Should the reference to "every hour worked" be taken as indicating a preference for another cut to the lower tax rate rather than the top rate?
"I wouldn't want to comment on that," Mr English said.
"Say you were going to have $1 billion of tax reductions, would you have that as a tax incentive for savings or a change in the rate structure or an increase in family tax credits?"
The Government favoured changes in the rate structure and family tax credits over incentives which amounted to spending a whole lot of money on people who were already saving, Mr English said. "There's just no particular evidence that tax breaks increase the quantum of saving, though they certainly change the pattern. You spend all that money [in tax forgone] for what is likely to be a relatively small effect at the margin."
A work programme underway for the past four or five months involving the Treasury and the Investment Savings and Insurance Association was looking at tax as well as issues about how savings are measured and public education.
One thing emphatically not under consideration is a capital gains tax on residential investment property.
The favourable treatment of residential property compared with financial assets is often cited as a major distortion in the tax system.
Nor is the work programme addressing the fundamental "taxed-taxed-exempt" regime (taxing earnings and investment income, but allowing tax-free withdrawals from investment vehicles) which was set in place by Sir Roger Douglas.

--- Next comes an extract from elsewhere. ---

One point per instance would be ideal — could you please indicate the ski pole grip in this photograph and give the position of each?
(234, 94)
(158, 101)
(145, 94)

On R&D, Labour has looked at the comparatively low level of private sector spending and concluded that a more liberal tax treatment is required.
But Mr English argues that one reason there is so little private sector R&D is that the Government has done so much of it.
"We basically do New Zealand's R&D. We pay for it and we provide it and that has been the case for a long time. There is only the odd significant exception to that."
The Government wanted to have more brains involved in planning how its $600 million R&D budget is spent. The Foresight project was part of that effort, he said, as were moves to build links between business, the CRIs and universities.